Bagi SGRò, kasus yang diduga korban Rupnik telah menjadi pertempuran untuk meningkatkan suara para suster agama di dunia. “Mereka yang menyakiti wanita, seperti apa yang terjadi pada Gloria, tidak boleh dipindahkan dari satu paroki ke paroki lainnya. Mereka harus masuk penjara, ”katanya.

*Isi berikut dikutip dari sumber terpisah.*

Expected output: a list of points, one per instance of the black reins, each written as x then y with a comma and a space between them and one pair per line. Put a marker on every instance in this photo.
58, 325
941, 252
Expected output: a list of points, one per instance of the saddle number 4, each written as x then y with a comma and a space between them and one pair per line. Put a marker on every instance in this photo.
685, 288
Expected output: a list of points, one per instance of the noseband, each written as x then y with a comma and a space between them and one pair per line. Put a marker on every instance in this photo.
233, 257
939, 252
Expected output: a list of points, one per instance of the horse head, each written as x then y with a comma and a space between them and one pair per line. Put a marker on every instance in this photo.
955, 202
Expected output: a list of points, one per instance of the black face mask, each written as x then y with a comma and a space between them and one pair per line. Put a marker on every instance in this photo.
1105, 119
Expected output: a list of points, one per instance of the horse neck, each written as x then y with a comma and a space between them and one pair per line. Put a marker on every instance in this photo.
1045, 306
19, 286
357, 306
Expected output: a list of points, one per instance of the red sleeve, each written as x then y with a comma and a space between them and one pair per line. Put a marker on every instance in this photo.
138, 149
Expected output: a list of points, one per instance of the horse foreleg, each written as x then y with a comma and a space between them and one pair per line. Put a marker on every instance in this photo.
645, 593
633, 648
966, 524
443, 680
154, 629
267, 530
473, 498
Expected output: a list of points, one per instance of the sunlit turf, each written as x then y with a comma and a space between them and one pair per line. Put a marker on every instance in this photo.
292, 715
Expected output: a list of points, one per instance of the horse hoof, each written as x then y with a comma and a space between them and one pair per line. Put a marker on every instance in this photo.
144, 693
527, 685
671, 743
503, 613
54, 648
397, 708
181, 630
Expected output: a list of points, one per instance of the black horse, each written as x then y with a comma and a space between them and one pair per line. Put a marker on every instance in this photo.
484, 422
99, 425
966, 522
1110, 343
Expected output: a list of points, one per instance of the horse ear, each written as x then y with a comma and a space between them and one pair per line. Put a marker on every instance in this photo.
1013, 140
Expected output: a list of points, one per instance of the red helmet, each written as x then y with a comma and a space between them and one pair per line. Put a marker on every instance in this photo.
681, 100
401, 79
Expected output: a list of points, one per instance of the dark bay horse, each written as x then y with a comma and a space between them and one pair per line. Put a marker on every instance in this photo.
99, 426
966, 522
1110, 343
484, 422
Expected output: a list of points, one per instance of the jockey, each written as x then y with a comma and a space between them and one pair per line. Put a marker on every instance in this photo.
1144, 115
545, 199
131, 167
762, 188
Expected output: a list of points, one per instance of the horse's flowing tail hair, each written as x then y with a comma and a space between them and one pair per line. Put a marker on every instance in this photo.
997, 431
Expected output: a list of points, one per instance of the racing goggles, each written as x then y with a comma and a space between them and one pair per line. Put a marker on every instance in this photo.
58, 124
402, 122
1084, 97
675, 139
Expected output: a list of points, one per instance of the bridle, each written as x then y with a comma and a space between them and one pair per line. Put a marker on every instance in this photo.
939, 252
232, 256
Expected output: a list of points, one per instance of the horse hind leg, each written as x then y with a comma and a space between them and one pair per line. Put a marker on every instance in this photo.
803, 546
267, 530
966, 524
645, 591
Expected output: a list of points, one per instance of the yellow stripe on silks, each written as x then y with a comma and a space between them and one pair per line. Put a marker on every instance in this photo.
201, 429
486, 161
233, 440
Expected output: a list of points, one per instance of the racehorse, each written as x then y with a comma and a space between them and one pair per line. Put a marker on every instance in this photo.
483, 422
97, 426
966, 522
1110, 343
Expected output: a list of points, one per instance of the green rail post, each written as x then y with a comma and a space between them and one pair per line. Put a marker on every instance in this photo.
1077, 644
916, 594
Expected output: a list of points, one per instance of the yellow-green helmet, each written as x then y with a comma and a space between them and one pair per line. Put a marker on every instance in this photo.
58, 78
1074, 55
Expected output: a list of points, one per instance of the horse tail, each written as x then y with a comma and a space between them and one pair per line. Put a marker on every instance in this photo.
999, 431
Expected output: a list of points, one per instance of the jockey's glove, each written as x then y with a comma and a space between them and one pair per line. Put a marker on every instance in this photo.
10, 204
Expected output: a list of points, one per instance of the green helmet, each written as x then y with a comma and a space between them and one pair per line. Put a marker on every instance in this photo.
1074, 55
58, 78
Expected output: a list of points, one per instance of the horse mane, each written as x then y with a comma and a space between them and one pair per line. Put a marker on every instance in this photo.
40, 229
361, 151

Buku baru SGRò adalah salah satu banyak buku, podcast, buku komik dan aktivis yang meningkatkan kesadaran tentang topik yang dikenal luas di Vatikan tetapi jarang ditangani. Banyak biarawati takut berbicara dan menghadapi serangan balik dari komunitas mereka, tidak memiliki uang atau prospek jika mereka meninggalkan perintah agama mereka dan sering dipaksa diam, kata Sgrò.
“Saya berharap Maria menelepon saya suatu hari nanti. Martha itu memutuskan untuk berbicara di depan umum, ”katanya, matanya menatap kerumunan. Dalam percakapan telepon selanjutnya dengan RNS, dia menjelaskan bahwa dia sedang mencari Maria. “Kita harus memastikan bahwa wanita yang dimanipulasi dan dilanggar ini menjadi bebas sekali lagi,” katanya.